#### Experimentation du principes de tirages de plus court chemins entre sources et destinations à l'échelle global

Objectif :

- Avant tout, convertir les données du graphe Noe4j utiles dans les bons types (code insee -> Integer, travel_time -> Float)

- Récupérer, à l'échelle du territoire global cette fois, les deux listes sources et destinations, organisées sur la distribution respectives du nombres de véhicules immatriculés (pour les sources) et du score touristique (pour les destinations)

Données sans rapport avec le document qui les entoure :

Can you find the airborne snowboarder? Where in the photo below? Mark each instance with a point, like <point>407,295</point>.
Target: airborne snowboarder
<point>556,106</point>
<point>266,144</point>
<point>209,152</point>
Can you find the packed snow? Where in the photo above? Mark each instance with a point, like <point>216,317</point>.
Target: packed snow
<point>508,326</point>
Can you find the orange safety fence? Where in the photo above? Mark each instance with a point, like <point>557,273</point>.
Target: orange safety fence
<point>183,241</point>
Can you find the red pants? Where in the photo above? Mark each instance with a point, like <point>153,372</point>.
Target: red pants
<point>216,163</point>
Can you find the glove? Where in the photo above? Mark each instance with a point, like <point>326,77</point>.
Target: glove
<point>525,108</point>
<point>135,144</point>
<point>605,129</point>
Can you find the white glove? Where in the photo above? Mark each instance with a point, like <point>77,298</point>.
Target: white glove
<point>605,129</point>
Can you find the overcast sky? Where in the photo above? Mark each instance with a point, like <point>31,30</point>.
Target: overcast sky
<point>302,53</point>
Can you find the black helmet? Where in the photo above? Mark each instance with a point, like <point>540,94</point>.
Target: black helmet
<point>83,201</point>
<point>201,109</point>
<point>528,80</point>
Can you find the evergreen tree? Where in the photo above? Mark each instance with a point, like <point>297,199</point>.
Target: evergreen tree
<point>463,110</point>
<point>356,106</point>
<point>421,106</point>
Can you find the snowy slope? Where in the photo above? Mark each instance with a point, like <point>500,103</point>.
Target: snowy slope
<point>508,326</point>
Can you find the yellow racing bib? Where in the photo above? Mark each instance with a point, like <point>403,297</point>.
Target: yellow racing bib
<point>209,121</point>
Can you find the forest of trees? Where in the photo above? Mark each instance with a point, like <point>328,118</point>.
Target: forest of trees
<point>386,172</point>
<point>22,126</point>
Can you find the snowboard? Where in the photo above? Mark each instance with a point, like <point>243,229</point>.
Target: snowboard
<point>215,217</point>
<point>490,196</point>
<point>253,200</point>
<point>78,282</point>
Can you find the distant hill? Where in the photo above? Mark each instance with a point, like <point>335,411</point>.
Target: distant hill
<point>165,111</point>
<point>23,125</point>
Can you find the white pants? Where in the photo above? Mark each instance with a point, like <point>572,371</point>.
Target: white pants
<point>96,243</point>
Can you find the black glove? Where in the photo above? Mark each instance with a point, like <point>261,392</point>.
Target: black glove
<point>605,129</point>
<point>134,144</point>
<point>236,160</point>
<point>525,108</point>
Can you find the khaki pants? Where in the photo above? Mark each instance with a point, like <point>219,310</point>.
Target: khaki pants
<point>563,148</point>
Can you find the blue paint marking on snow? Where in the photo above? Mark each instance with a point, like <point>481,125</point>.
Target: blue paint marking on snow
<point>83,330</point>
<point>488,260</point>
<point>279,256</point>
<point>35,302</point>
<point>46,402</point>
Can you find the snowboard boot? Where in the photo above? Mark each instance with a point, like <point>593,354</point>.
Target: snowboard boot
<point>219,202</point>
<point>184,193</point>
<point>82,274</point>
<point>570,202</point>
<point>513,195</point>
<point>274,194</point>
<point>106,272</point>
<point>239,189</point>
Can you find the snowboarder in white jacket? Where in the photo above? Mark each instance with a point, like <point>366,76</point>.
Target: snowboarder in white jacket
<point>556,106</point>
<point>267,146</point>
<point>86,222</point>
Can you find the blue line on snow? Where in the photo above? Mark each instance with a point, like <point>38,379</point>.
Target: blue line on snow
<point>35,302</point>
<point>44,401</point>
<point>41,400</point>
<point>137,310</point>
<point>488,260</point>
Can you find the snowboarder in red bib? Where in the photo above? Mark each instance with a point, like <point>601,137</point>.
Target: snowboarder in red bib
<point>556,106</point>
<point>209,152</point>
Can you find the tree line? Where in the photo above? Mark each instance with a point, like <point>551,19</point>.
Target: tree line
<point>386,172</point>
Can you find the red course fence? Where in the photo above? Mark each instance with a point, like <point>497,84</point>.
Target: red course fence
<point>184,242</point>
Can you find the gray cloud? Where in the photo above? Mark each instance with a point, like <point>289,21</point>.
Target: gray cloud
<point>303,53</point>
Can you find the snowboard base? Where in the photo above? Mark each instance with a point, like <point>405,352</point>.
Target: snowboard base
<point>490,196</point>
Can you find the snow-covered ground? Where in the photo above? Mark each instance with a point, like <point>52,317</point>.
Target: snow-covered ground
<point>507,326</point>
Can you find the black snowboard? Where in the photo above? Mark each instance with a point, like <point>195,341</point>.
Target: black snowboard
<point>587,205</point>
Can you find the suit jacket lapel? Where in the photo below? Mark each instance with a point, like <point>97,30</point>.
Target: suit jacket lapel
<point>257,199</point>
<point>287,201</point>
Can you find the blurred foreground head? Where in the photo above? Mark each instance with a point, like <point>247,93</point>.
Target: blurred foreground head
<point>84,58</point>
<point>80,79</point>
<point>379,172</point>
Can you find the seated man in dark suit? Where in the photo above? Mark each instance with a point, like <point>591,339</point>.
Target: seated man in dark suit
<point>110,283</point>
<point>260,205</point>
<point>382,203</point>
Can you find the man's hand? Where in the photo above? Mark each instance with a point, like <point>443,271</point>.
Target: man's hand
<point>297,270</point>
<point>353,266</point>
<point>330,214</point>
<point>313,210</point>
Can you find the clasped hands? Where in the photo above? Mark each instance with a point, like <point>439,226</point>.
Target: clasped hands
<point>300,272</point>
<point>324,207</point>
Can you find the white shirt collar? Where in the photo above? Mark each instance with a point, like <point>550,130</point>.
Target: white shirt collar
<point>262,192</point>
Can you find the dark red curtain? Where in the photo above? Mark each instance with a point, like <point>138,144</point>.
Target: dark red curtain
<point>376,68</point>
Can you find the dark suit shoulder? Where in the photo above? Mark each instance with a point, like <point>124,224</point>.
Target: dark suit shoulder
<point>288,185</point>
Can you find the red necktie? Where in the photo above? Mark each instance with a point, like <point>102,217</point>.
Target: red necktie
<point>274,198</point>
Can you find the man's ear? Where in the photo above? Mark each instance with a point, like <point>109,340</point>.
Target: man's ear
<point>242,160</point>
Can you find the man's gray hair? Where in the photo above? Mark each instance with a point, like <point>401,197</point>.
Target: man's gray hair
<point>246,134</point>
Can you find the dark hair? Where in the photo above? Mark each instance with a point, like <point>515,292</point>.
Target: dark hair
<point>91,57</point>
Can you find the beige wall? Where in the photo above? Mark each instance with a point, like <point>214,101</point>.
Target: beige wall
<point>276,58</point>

- Expérimenter une preuve de concept de 10 000 tirages aléatoires entre source et destination (pris aléatoirement dans les deux listes), avec requête sous Neo4j et algorithme de plus court chemin.

- Les résultats s'organisent en chemin de noeud. Dans la même requête Neo4j, il faut ensuite transformer ces noeuds de ROAD_POINT en communes les plus proches. La reqête est ainsi décomposée en 2 sous-requêtes.

- Récupérer le résultat final sous forme d'un dataframe (ou d'une liste de liste)

Imports :

In [117]:
import numpy as np

import random

import pandas as pd

import pickle

from neo4j import GraphDatabase, basic_auth

import plotly.express as px

import geopy.distance

In [118]:
PASSWORD_NEO4J = 'passwordneo4j'

In [119]:
driver = GraphDatabase.driver(
  "bolt://localhost:7687",
  auth=basic_auth("neo4j", PASSWORD_NEO4J))

In [120]:
NB_DRAWS = 10000

RATIO_EXCLUDE = 0.3 # proportion des neouds exclus du chemin (pour éviter une surrestimation des grandes villes de départ)

MINIMAL_SUBPATH = 6 # longueur de chemin final minimal (après réduction grâce au ratio précédent) pour que ce chemin soit pris en compte et transmis

---

Cypher Request :

In [1]:
def convert_insee_to_integer(tx):

    query = "MATCH (c:CITY) \
                SET c.insee = ToInteger(c.insee)"
    
    result = tx.run(query)
    return result.data()

In [9]:
def convert_travel_time_to_float(tx):

    query = "MATCH ()-[r:RELATED]-() \
                SET r.travel_time = round(ToFloat(r.travel_time), 2)"
    
    result = tx.run(query)
    return result.data()

In [88]:
def travel_time_to_NEARLY_rel(tx):

    query = "MATCH ()-[r:NEARLY_TO]-() \
                SET r.travel_time = ToFloat(0)"
    
    result = tx.run(query)
    return result.data()

In [16]:
def projection_graph(tx):

    query = "CALL gds.graph.project( \
    'map_shortest_path_5', \
    { \
        CITY: {properties: ['insee', 'x', 'y']}, \
        ROAD_POINT: {properties: ['x', 'y']} \
            }, \
    { \
        NEARLY_TO: {properties:'travel_time', orientation : 'UNDIRECTED'}, \
        RELATED: {properties:'travel_time', orientation : 'NATURAL'} \
        }) \
    YIELD graphName, nodeProjection,  nodeCount, relationshipProjection, relationshipCount \
    RETURN graphName, nodeProjection,  nodeCount, relationshipProjection, relationshipCount"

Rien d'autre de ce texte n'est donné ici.